Hamburg. Die Umstände, die zum Femizid an der Frau in Ottensen führten, werden klarer. Die Mutter des Opfers schildert die vergangenen Monate.

Die 22 Jahre alte Frau, die am Dienstagmorgen vor der Tür ihrer Wohnung im vierten Stock eines Mehrfamilienhauses in Ottensen erschossen wurde, ist offenbar das Opfer eines Stalkers. Das sagt die Mutter der gebürtigen Schweizerin, die sich in Hamburg zur Musicaldarstellerin ausbilden ließ. Der gleichaltrige mutmaßliche Täter soll sie über Monate belästigt haben. Die Polizei geht davon aus, dass der ebenfalls aus der Schweiz stammende Mann erst die Frau und dann sich selbst erschoss.

In einem Interview mit der Schweizer Zeitung „20 Minuten“ hat die Mutter der Getöteten davon berichtet, dass der junge Mann ihrer  Tochter bereits seit neun Monaten nachgestellt hatte. Die beiden Familien, aus der der 22-Jährige und das Opfer stammten, kannten sich. Der Nachwuchs-Politiker sei mit dem Bruder des Opfers zur Schule gegangen. Vor neun Monaten soll sich der 22-Jährige in die Gleichaltrige verliebt haben. Die habe aber eine Beziehung abgelehnt.

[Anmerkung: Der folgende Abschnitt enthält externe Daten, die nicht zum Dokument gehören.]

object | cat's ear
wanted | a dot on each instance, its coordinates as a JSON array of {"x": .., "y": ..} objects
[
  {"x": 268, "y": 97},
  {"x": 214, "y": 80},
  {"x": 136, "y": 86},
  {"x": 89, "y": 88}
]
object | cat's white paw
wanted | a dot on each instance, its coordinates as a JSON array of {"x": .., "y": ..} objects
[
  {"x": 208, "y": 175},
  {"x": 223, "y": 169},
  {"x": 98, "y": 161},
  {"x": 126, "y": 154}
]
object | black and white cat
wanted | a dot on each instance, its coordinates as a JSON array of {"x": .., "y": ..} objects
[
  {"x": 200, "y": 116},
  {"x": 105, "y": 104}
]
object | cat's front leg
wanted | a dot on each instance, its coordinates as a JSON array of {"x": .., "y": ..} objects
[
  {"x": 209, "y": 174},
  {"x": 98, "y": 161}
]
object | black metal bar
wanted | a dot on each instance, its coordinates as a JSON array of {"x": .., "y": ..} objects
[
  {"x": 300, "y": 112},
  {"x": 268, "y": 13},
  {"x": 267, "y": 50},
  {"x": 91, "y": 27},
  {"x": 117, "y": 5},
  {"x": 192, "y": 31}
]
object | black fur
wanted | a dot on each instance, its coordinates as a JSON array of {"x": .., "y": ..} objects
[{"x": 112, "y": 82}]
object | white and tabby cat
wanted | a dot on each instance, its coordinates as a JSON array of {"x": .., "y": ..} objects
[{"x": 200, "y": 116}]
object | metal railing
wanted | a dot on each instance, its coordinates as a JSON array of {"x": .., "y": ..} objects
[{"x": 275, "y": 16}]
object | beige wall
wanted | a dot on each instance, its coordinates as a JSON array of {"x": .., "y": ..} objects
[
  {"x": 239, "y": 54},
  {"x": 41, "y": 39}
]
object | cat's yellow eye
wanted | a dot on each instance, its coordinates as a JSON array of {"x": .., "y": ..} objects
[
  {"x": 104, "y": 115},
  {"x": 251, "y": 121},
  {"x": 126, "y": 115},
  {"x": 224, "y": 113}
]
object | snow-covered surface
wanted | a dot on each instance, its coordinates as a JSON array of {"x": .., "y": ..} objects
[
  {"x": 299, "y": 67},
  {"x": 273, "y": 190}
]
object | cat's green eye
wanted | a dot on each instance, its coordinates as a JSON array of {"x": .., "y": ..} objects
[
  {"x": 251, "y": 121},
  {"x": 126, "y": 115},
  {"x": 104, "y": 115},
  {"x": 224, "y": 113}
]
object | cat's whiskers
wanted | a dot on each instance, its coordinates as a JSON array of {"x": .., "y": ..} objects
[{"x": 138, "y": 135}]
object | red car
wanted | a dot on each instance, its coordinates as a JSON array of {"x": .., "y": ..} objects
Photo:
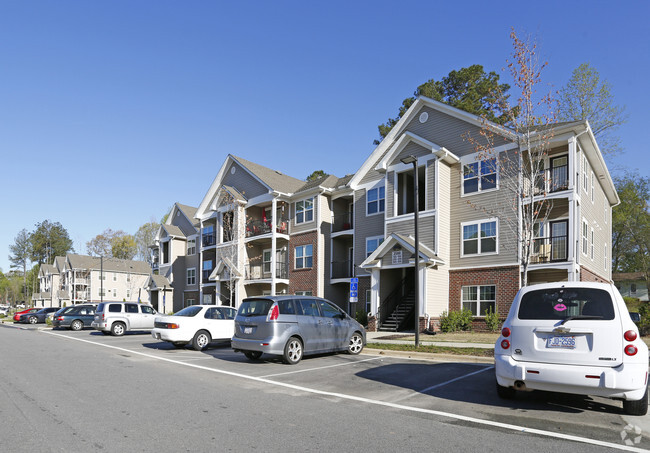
[{"x": 27, "y": 310}]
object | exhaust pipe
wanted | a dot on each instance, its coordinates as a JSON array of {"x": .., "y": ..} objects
[{"x": 521, "y": 386}]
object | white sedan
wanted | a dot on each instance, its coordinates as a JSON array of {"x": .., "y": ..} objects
[{"x": 196, "y": 324}]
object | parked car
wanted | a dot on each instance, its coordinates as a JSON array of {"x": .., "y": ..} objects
[
  {"x": 75, "y": 317},
  {"x": 293, "y": 326},
  {"x": 22, "y": 312},
  {"x": 117, "y": 318},
  {"x": 37, "y": 316},
  {"x": 196, "y": 324},
  {"x": 573, "y": 337}
]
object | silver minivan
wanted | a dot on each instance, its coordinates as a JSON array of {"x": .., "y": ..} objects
[{"x": 294, "y": 326}]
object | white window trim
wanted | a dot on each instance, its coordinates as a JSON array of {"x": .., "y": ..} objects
[
  {"x": 585, "y": 236},
  {"x": 372, "y": 238},
  {"x": 313, "y": 215},
  {"x": 187, "y": 276},
  {"x": 479, "y": 222},
  {"x": 377, "y": 187},
  {"x": 478, "y": 298},
  {"x": 474, "y": 159},
  {"x": 295, "y": 256}
]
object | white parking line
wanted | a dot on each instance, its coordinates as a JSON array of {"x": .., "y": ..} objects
[
  {"x": 319, "y": 368},
  {"x": 443, "y": 384},
  {"x": 478, "y": 421}
]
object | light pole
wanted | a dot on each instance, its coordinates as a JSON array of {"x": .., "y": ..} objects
[{"x": 416, "y": 214}]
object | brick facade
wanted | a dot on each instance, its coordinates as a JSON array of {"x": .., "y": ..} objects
[
  {"x": 587, "y": 276},
  {"x": 303, "y": 279},
  {"x": 506, "y": 280}
]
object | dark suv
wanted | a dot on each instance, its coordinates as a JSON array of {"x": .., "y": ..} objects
[{"x": 293, "y": 326}]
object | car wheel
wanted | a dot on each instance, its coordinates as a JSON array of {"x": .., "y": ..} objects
[
  {"x": 292, "y": 351},
  {"x": 118, "y": 329},
  {"x": 253, "y": 355},
  {"x": 506, "y": 393},
  {"x": 639, "y": 407},
  {"x": 356, "y": 344},
  {"x": 201, "y": 340}
]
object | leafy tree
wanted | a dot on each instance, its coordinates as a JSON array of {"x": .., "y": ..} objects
[
  {"x": 587, "y": 97},
  {"x": 123, "y": 247},
  {"x": 316, "y": 175},
  {"x": 49, "y": 240},
  {"x": 469, "y": 89},
  {"x": 631, "y": 225},
  {"x": 144, "y": 237},
  {"x": 20, "y": 253}
]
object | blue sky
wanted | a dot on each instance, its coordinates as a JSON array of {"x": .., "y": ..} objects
[{"x": 110, "y": 111}]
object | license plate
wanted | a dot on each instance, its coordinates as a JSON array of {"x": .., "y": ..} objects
[{"x": 563, "y": 342}]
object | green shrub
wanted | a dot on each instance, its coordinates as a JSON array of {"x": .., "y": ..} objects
[
  {"x": 492, "y": 320},
  {"x": 362, "y": 317},
  {"x": 456, "y": 320}
]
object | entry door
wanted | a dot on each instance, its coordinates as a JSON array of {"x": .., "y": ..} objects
[{"x": 559, "y": 240}]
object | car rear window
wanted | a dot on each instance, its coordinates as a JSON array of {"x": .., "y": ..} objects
[
  {"x": 563, "y": 303},
  {"x": 255, "y": 307},
  {"x": 190, "y": 311}
]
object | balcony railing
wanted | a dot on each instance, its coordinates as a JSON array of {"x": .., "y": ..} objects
[
  {"x": 555, "y": 179},
  {"x": 256, "y": 227},
  {"x": 208, "y": 239},
  {"x": 546, "y": 250},
  {"x": 263, "y": 271},
  {"x": 342, "y": 222},
  {"x": 342, "y": 269}
]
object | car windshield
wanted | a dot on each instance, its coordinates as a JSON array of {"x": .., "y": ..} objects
[
  {"x": 255, "y": 307},
  {"x": 190, "y": 311},
  {"x": 564, "y": 304}
]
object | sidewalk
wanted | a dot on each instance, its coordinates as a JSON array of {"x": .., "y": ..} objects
[{"x": 429, "y": 340}]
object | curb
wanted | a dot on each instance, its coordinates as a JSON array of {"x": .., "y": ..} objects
[{"x": 428, "y": 356}]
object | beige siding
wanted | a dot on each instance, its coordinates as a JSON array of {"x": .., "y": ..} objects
[{"x": 447, "y": 131}]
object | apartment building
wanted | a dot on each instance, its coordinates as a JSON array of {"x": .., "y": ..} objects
[
  {"x": 264, "y": 232},
  {"x": 175, "y": 261}
]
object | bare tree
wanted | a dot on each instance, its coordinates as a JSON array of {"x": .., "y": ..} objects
[{"x": 521, "y": 169}]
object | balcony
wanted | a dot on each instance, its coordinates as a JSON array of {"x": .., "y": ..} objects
[
  {"x": 342, "y": 222},
  {"x": 548, "y": 250},
  {"x": 208, "y": 240},
  {"x": 257, "y": 227},
  {"x": 342, "y": 269},
  {"x": 262, "y": 271}
]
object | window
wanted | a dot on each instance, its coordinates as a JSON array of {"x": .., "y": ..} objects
[
  {"x": 372, "y": 244},
  {"x": 191, "y": 276},
  {"x": 305, "y": 210},
  {"x": 304, "y": 256},
  {"x": 479, "y": 238},
  {"x": 480, "y": 176},
  {"x": 479, "y": 299},
  {"x": 376, "y": 200}
]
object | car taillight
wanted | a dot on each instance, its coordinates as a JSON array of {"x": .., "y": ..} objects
[
  {"x": 630, "y": 335},
  {"x": 630, "y": 349},
  {"x": 275, "y": 312}
]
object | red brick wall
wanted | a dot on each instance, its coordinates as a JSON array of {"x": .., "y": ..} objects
[
  {"x": 506, "y": 280},
  {"x": 587, "y": 276},
  {"x": 303, "y": 279}
]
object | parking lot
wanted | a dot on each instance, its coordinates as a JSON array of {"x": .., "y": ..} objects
[{"x": 464, "y": 392}]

22-Jährige in Ottensen erschossen: Junge Frau wurde gestalkt

In den vergangenen Monaten habe die junge Frau seitenlange Briefe und lange Nachrichten über WhatsApp erhalten. Auf Ablehnung, so sagte die Mutter der Zeitung, hätte der 22-Jährige „aggressiv“ reagiert.

Bereits im November soll er erstmals aus der Schweiz angereist sein und vor ihrer Tür in Ottensen gestanden haben und sie auch bedroht haben. Eine Anzeige gab es offensichtlich nicht. „Weder die Frau, noch der Mann sind bei der Polizei in irgendeiner Form in Erscheinung getreten“, sagt Polizeisprecher Holger Vehren. Das bedeutet, dass es keinen Vorgang, wie eine Anzeige gibt, in dem einer der beiden als Beschuldigter oder Betroffene auftaucht.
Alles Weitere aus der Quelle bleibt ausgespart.